You don't need to seek: Spin up workers, have them wait on a mutex, and read blocks. If the producer is slow, then you won't need to feed multiple workers. If it's fast, it's a matter of finding the tradeoff between block size vs. the processing time per block.

foxhill · on Oct 16, 2019

i expect you're being downvoted because it's likely that the cost of deciding which thread to assign work to is an order-of-magnitude more expensive than accumulating the reqiured counters.

in any case: you're right, it is of course possible. what i should have said was:

> if you are piping into wc, then you'll never see a performance gain from any attempts at parallelisation.

vidarh · on Oct 17, 2019

Well, I'm back at 1 point now.

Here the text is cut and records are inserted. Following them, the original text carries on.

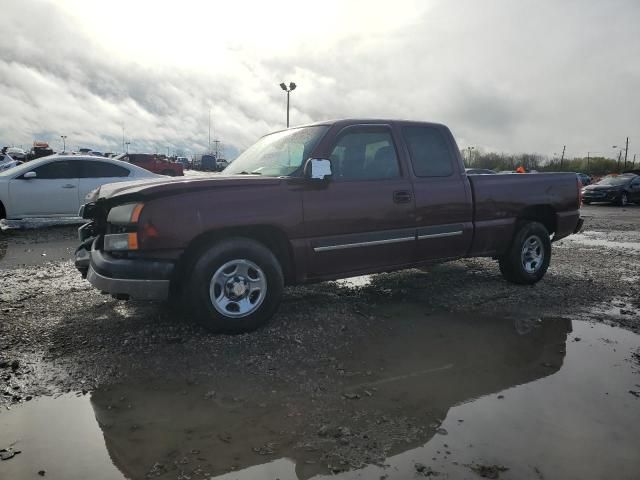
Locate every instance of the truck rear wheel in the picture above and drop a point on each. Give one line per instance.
(235, 286)
(528, 257)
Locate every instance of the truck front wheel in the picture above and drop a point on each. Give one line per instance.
(235, 286)
(529, 255)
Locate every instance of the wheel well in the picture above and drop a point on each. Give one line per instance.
(544, 214)
(271, 237)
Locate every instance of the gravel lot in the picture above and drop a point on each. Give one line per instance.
(315, 385)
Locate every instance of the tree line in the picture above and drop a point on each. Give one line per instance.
(597, 166)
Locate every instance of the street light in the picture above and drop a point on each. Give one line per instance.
(292, 86)
(470, 149)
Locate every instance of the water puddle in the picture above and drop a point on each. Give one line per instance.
(607, 240)
(420, 395)
(355, 282)
(27, 248)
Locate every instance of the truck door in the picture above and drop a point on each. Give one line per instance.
(363, 218)
(444, 208)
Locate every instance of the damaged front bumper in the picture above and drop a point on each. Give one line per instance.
(123, 278)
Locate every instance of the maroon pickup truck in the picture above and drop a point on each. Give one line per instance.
(320, 202)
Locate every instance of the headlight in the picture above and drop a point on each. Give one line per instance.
(120, 241)
(125, 214)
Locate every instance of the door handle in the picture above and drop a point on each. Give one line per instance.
(402, 196)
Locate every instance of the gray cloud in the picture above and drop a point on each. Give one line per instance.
(510, 76)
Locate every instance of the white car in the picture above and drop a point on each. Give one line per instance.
(7, 162)
(17, 153)
(56, 186)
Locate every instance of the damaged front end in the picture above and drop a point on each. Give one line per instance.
(88, 233)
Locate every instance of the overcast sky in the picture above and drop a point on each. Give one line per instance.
(512, 76)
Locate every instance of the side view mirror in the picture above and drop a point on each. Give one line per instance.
(318, 169)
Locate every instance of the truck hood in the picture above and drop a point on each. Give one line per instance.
(170, 186)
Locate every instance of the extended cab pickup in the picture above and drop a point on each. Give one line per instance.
(319, 202)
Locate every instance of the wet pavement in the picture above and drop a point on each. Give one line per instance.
(545, 400)
(447, 372)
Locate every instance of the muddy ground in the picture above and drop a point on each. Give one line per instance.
(346, 377)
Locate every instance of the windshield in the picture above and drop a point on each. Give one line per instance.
(618, 180)
(279, 154)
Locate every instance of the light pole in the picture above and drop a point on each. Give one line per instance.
(470, 149)
(292, 86)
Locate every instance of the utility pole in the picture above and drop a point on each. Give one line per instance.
(626, 150)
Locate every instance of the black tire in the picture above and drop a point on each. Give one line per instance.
(210, 261)
(516, 266)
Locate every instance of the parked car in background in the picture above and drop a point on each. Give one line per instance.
(184, 161)
(57, 185)
(584, 179)
(7, 162)
(321, 202)
(154, 163)
(17, 153)
(618, 189)
(39, 150)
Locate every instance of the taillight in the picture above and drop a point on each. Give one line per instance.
(579, 185)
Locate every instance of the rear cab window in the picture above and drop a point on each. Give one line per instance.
(365, 153)
(429, 151)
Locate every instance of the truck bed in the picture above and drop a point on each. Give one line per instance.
(500, 200)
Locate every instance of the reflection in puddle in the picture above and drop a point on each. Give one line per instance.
(445, 392)
(355, 282)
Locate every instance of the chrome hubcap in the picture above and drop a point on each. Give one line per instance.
(532, 254)
(238, 288)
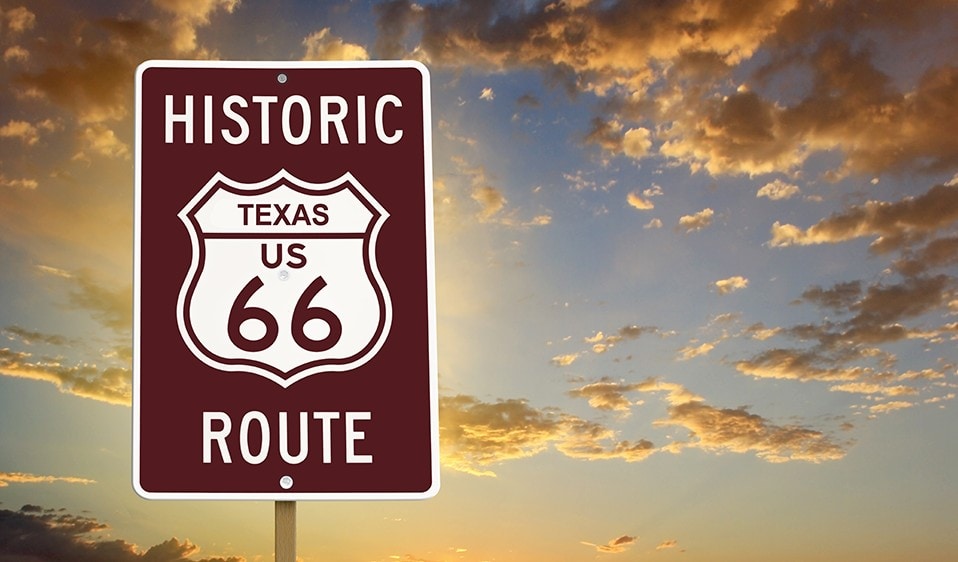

In any case, the amount of work needed to assign to a thread is trivial. For a small number of threads, it at most requires a couple of mutex operations and a couple of load/stores to distribute each block. Given the block size can be set arbitrarily high, the overhead of work assignment per byte can be made arbitrarily low. The biggest issue is that you won't know the input size, and for small input sizes there will be a cutoff point where multiple threads adds cost. But for small input sizes, performance won't be an issue anyway.

EDIT: Actually, the simplest way of assigning work is probably just to have each thread try to acquire a mutex, call read(), and then release the mutex and do their work.